Hey there.
I am starting a research project on temporal databases for my master’s thesis, specifically on the evaluation and comparison of current temporal database solutions.
The workload in question is expected to emulate highly connected customer data, and so capabilities such as triple indexing and storing documents/objects are valuable.
With that in mind, I was first interested in XTDB (1.0) as I noticed it supported a mix of graph and document databases. However, as I understand, XTDB 2.0 is a faster and more scalable (in the way the components are decoupled) database.
What seems to be the more suited version of XTDB for my research?

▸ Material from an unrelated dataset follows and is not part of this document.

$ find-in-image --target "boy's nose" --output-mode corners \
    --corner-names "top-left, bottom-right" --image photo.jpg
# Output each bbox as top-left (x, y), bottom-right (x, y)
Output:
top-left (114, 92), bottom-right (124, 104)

Hey @DinisSousa sorry to keep you waiting on a response! Naturally I think v2 is the best place to start, as it offers the best foundations for any future optimisations and indexes - the fact it uses Apache Arrow means we could incorporate modern research ideas much more feasibly, e.g.
- GraphAr: An Efficient Storage Scheme for Graph Data in Data Lakes (2024)
- Fast Access to Columnar, Hierarchically Nested
Data via Code Transformation (2017)
The main caveat with v2 currently is that it doesn’t support recursive CTEs (native fixpoint evaluation), but there are workarounds, per this discussion: XTDB's Sweet Spot - #6 by alex_mandel
Please keep us posted on your research - I would love to hear more!
p.s. unrelated to XTDB (other than it validates the premise of bitemporal modelling) but Graphiti/Zep might be interesting if you’re looking at ML use cases: [2501.13956] Zep: A Temporal Knowledge Graph Architecture for Agent Memory
Unless you’re heavily invested in clojure, I’d recommend beginning with 2.0. The learning curve is significantly smaller.